Yesterday, Corvus had a febrile seizure, which was the scariest thing I’ve ever experienced. He’s okay, I’m learning these things are common, and we’re back on track for surgery. Febrile seizures are caused by a sudden spike in temperature, so I spent most of the day worried I’d caught whatever bug Corvus has. So far so good (I’m knocking on wood right now).

Then there is the winter storm we’re under. All weekend I thought we were going to have to get up ridiculously early to brave rush hour and the snowstorm to get to the surgery center by 6:30am. Then my sister made the recommendation that we just get a hotel room nearby. Brilliant!

I’m literally writing this as John drives to Plymouth. The kids are with their grandparents and we’re going to enjoy a nice evening together and then walk across the street in the morning for surgery.

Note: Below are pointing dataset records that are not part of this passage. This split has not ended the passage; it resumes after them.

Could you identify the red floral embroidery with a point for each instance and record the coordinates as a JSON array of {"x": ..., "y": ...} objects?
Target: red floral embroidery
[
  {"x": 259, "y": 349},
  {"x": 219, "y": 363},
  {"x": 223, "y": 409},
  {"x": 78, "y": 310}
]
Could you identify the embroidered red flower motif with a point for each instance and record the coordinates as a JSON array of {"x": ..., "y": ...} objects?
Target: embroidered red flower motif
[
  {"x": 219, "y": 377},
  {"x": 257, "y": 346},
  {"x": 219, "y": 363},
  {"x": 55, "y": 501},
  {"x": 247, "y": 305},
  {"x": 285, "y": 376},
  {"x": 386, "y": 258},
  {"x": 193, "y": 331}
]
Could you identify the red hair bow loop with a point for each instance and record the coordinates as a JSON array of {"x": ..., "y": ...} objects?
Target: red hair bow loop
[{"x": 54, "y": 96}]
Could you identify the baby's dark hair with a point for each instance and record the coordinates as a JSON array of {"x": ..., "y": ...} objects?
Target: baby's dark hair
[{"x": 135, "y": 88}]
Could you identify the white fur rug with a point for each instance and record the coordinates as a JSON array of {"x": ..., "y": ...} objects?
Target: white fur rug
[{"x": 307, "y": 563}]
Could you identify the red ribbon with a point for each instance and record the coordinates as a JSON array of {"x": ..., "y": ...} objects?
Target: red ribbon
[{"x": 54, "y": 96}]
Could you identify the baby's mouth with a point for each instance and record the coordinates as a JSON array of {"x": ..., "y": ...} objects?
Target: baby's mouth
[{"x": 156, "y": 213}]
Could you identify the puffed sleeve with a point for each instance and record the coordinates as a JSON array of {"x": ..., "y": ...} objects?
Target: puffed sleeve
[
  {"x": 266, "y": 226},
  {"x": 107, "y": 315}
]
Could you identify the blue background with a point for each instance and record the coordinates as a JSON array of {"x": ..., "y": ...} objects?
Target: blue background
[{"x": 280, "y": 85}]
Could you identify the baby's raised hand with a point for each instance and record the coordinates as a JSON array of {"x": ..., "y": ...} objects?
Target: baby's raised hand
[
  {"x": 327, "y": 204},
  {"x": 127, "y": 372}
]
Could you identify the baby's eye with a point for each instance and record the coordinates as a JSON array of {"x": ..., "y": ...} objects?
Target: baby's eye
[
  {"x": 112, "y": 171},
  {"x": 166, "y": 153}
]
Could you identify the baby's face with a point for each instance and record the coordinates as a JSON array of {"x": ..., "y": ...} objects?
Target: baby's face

It also happens to be John’s birthday. I decided at the last minute that I wanted to commemorate the surgery by getting some boudoir shots done. My mother had asked me if I wanted some previously. We took them Sunday and despite the whole ordeal with Corvus, I still ended up with some really nice shots. I surprised John with some edited versions this evening. I highly recommend doing this if you are getting the surgery done. It’s a nice memento of the old girls. [Images removed at a later date].

Tonight I’m nervous. I’m excited. Basically, nothing has changed. Except I now have a free trial of HBO Now. Bring it on.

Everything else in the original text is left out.